Selanjutnya menurut PT. Indexim Utama (2011), berdasarkan survei IHMB dalam rangka penyusunan RKUPHHK-HA diperoleh data rata-rata perkiraan potensi tegakan per hektar untuk keseluruhan jenis pohon, yaitu: diameter 10-19 cm sebesar 45,57 m3/ha (N = 401,12 batang/ha), diameter 20-39 cm sebesar 64,82 m3/ha (N = 131,43 batang/ha), diameter 40-49 cm sebesar 22,43

m3/ha (N = 13,61 batang/ha), diameter ≥ 40 cm sebesar 119,36 m3/ha (N = 33,15 batang/ha), dan diameter ≥ 50 cm sebesar 96,93 m3/ha (N = 19,54 batang/ha). Untuk jenis-jenis yang dapat dipanen, mempunyai potensi tegakan, yaitu: diameter 10-19 cm sebesar 18,94 m3/ha (N = 166,99 batang/ha), diameter 20-39 cm sebesar 30,99 m3/ha (N = 61,37 batang/ha), diameter 40-49 cm sebesar 10,50 m3/ha (N=6,35 batang/ha), diameter ≥ 40 cm sebesar 72,82m3/ha (N=18,20 batang/ha), dan diameter ≥ 50 cm sebesar 62,32 m3/ha (N=11,85 batang/ha).

BAB V

HASIL DAN PEMBAHASAN

5.1 Pelaksanaan Pemanenan IUPHHK PT. Indexim Utama

Pemanenan hasil hutan merupakan rangkaian kegiatan untuk mempersiapkan dan memindahkan kayu dari hutan ke tempat pengolahan atau penggunaannya. Sistem pemanenan yang dilakukan di PT. Indexim Utama adalah sistem pemanenan secara mekanis artinya semua kegiatan yang dilaksanakan dengan menggunakan bantuan mesin. Kegiatan pemanenan kayu terdapat empat komponen utama, yaitu: penebangan (felling), penyaradan (skidding), muat bongkar (loading dan unloading), dan pengangkutan (hauling).

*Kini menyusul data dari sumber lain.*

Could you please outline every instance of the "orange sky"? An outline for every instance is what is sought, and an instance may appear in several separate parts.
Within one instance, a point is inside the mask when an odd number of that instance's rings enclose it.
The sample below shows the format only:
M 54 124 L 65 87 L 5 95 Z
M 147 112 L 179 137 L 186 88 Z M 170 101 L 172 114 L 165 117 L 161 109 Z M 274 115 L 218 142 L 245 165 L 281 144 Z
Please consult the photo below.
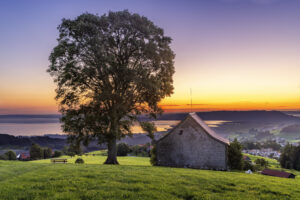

Kegiatan penebangan merupakan salah satu mata rantai dalam kegiatan pemanenan kayu yang mempunyai peranan yang sangat penting. Kegiatan ini merupakan awal kegiatan yang menentukan kualitas dan tingkat pemanfaatan kayu. Kegiatan penebangan kayu di PT. Indexim Utama dilakukan dengan menggunakan gergaji rantai (chainsaw) dengan merk Sthil 070. Status pemilikan gergaji ini merupakan milik dari penebang. Sistem kerja yang diterapkan bersifat borongan dengan pembayaran berdasarkan kubikasi. Dalam pelaksanaan di lapangan, kegiatan penebangan pada setiap petak tebang dilakukan secara beregu. Dalam setiap regu tebang terdiri dari dua orang, seorang operator dan seorang

helper. Untuk setiap petak tebang dikerjakan oleh satu regu tebang dengan satu regu sarad dan satu regu kupas.